P. Zhang, L. Gan, C. Ling and S. Sun, "Uniform Recovery Bounds for Structured Random Matrices in Corrupted Compressed Sensing," in IEEE Transactions on Signal Processing, vol. 66, no. 8, pp. 2086-2097, 15 April15, 2018. doi: 10.1109/TSP.2018.2806345
Abstract:
We study the problem of recovering an s-sparse signal x* ∈ Cn from corrupted measurements y = Ax* + z* + w, where z* ∈ Cm is a k-sparse corruption vector whose nonzero entries may be arbitrarily large and w ∈ Cm is a dense noise with bounded energy. The aim is to exactly and stably recover the sparse signal with tractable optimization programs. In this paper, we prove the uniform recovery guarantee of this problem for two classes of structured sensing matrices. The first class can be expressed as the product of a unit-norm tight frame (UTF), a random diagonal matrix, and a bounded columnwise orthonormal matrix (e.g., partial random circulant matrix).

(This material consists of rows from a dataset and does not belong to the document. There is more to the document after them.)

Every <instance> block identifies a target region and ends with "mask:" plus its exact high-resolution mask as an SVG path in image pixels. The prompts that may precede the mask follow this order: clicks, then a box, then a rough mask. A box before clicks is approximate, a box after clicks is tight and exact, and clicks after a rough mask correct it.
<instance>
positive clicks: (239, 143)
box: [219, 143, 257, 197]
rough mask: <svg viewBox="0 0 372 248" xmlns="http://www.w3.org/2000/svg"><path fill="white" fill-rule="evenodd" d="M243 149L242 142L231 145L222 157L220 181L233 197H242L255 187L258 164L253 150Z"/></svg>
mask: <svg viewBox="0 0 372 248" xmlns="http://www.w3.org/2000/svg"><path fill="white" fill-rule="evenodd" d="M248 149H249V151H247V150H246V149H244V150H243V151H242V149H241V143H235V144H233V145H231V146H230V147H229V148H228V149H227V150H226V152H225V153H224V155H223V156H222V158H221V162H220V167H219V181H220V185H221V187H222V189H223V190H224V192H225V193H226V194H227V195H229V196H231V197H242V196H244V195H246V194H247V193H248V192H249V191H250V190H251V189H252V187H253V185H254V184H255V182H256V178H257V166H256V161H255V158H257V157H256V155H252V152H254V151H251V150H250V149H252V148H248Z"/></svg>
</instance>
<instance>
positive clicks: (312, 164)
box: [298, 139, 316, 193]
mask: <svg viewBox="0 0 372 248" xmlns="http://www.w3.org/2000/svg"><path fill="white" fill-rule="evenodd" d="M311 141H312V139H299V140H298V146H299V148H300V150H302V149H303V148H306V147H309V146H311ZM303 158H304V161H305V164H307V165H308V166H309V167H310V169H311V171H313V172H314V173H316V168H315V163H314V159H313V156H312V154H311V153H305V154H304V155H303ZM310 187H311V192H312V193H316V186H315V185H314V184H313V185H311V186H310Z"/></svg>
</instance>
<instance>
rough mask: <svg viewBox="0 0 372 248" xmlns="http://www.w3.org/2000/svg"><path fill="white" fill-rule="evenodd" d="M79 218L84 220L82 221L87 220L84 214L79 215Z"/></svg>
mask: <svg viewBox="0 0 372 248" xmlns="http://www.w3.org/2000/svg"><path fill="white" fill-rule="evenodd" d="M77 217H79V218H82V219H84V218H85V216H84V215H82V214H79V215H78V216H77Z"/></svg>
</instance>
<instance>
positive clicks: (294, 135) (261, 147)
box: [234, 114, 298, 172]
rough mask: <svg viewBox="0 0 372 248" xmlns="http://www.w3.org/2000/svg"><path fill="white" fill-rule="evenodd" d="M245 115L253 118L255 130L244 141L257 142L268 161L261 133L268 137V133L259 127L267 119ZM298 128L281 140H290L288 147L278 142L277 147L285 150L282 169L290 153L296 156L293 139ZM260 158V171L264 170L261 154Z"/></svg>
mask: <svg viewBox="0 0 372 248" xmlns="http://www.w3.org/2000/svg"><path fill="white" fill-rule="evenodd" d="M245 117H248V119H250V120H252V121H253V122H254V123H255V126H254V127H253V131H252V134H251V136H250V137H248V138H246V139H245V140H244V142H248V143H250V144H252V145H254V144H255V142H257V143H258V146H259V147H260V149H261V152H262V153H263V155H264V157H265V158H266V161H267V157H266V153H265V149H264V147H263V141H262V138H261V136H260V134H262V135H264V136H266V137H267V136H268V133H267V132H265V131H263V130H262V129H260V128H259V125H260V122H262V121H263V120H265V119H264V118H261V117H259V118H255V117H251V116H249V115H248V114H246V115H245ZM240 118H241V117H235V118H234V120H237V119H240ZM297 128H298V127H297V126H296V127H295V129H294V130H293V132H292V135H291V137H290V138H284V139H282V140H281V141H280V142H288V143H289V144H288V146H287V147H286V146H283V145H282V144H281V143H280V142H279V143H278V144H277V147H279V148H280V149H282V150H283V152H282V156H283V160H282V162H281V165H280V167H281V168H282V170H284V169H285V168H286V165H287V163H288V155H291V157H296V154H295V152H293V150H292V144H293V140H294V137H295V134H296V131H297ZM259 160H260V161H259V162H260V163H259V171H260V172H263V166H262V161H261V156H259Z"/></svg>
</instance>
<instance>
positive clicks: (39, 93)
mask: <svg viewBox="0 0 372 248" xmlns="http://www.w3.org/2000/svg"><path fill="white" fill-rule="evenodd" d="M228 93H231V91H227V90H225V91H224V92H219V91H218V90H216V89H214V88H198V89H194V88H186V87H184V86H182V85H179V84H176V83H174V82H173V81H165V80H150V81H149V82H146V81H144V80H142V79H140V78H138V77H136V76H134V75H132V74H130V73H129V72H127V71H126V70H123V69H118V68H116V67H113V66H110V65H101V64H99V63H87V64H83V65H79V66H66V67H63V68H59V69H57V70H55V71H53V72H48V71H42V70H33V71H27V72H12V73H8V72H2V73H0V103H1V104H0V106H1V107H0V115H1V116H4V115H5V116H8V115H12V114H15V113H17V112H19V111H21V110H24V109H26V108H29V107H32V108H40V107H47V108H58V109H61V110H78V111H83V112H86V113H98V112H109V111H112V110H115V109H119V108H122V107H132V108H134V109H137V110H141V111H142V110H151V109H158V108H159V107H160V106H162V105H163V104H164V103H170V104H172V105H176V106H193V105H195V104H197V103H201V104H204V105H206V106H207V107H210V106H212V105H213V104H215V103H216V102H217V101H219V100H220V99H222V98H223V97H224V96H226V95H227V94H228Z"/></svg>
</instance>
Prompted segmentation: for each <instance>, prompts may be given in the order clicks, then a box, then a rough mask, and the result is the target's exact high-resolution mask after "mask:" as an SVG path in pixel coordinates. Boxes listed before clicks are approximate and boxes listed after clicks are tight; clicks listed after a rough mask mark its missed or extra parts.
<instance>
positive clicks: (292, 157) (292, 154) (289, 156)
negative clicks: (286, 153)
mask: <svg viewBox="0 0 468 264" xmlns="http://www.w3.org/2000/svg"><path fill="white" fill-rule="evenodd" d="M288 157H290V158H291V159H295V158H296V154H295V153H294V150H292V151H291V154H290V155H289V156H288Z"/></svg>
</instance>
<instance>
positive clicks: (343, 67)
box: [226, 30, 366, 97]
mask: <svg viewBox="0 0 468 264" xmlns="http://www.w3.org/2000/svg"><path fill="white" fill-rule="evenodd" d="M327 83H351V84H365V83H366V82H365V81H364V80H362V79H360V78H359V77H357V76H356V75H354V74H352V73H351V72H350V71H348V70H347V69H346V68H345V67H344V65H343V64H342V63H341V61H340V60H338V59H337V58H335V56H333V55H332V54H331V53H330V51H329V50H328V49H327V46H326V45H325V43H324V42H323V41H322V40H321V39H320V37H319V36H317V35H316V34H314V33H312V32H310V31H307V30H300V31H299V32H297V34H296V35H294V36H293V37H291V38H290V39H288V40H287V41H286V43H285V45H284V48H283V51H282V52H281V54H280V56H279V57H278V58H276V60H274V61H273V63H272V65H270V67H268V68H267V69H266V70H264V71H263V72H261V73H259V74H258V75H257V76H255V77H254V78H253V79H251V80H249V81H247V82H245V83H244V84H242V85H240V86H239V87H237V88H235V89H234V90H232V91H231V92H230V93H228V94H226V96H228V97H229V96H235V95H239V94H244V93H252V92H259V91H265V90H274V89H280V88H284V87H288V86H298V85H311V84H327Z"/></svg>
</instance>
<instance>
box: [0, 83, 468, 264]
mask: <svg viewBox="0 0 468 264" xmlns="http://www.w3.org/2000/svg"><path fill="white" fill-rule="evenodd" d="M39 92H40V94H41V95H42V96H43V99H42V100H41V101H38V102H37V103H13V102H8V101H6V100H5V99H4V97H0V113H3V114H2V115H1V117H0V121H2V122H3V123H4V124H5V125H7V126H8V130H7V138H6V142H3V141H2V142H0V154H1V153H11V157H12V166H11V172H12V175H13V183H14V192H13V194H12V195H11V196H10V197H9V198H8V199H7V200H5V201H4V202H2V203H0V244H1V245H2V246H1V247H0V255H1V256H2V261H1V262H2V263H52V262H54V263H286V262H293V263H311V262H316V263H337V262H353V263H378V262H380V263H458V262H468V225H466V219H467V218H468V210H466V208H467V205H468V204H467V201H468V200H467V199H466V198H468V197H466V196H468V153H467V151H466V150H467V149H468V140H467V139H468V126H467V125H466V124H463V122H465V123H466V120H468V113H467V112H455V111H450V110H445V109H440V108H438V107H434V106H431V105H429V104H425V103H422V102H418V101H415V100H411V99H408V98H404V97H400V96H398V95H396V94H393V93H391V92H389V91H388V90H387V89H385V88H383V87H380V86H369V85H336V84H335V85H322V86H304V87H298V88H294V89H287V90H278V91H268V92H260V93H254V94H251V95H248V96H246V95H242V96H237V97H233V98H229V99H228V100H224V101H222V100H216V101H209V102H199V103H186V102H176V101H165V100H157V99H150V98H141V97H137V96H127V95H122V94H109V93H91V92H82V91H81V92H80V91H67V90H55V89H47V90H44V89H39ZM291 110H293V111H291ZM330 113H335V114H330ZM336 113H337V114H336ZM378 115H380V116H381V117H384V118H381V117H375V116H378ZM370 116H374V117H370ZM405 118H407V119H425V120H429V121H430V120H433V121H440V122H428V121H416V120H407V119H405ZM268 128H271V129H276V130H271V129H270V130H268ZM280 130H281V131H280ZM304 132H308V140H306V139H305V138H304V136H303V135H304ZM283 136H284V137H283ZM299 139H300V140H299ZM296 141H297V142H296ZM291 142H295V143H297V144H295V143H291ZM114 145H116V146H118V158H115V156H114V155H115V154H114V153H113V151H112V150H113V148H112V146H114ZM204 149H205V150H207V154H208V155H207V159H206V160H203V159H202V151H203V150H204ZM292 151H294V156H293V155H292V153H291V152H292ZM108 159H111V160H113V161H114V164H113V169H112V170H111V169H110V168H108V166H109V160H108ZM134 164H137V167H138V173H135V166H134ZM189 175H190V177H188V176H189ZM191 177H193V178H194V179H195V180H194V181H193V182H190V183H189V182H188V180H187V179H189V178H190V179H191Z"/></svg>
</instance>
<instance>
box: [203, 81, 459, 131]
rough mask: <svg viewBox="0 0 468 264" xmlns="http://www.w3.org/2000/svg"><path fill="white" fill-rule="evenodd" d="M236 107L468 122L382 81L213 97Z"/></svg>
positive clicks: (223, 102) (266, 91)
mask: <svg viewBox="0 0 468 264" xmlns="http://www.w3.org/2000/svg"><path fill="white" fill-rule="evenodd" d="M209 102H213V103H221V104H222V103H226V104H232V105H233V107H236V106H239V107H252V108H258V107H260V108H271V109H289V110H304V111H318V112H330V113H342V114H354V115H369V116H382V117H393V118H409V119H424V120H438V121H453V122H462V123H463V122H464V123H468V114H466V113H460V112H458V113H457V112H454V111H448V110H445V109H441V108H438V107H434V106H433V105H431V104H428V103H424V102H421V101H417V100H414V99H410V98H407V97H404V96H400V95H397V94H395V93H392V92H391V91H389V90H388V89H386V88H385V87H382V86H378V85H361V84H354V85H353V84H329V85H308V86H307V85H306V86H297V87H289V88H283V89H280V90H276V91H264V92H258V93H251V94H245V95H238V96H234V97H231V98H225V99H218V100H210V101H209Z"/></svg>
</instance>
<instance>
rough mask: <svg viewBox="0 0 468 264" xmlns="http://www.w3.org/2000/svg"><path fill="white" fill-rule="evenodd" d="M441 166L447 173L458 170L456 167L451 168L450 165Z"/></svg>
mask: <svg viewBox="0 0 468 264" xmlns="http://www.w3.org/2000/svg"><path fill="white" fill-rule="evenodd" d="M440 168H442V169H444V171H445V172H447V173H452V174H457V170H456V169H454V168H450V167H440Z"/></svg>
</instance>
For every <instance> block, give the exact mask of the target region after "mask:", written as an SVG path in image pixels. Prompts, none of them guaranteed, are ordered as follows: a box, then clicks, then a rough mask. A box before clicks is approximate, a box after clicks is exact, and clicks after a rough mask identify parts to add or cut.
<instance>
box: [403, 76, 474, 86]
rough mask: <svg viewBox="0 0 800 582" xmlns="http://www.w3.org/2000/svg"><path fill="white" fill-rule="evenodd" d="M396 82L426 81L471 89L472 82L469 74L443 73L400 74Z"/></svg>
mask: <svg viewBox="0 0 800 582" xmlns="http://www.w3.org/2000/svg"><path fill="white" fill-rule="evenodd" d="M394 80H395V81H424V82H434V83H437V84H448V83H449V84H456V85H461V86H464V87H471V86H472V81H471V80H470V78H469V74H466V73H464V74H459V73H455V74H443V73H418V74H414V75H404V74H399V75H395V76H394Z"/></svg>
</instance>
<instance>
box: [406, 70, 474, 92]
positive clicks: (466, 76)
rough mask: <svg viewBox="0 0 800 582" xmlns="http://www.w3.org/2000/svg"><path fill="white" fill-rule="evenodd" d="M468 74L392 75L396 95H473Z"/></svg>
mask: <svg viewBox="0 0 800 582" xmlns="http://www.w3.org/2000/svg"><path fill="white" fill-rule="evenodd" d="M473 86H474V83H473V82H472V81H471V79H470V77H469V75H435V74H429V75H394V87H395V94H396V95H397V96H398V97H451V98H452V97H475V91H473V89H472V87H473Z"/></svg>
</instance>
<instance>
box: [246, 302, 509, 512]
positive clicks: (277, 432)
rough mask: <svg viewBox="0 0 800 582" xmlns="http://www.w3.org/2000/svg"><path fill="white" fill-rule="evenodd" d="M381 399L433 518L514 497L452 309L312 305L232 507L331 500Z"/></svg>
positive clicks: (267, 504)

When the UTF is bounded (i.e. μ(U) ~ 1/√m), we prove that with high probability, one can recover an s-sparse signal exactly and stably by l1 minimization programs even if the measurements are corrupted by a sparse vector, provided m = O(s log2 s log2 n) and the sparsity level k of the corruption is a constant fraction of the total number of measurements. The second class considers a randomly subsampled orthonormal matrix (e.g., random Fourier matrix). We prove the uniform recovery guarantee provided that the corruption is sparse on certain sparsifying domain. Numerous simulation results are also presented to verify and complement the theoretical results.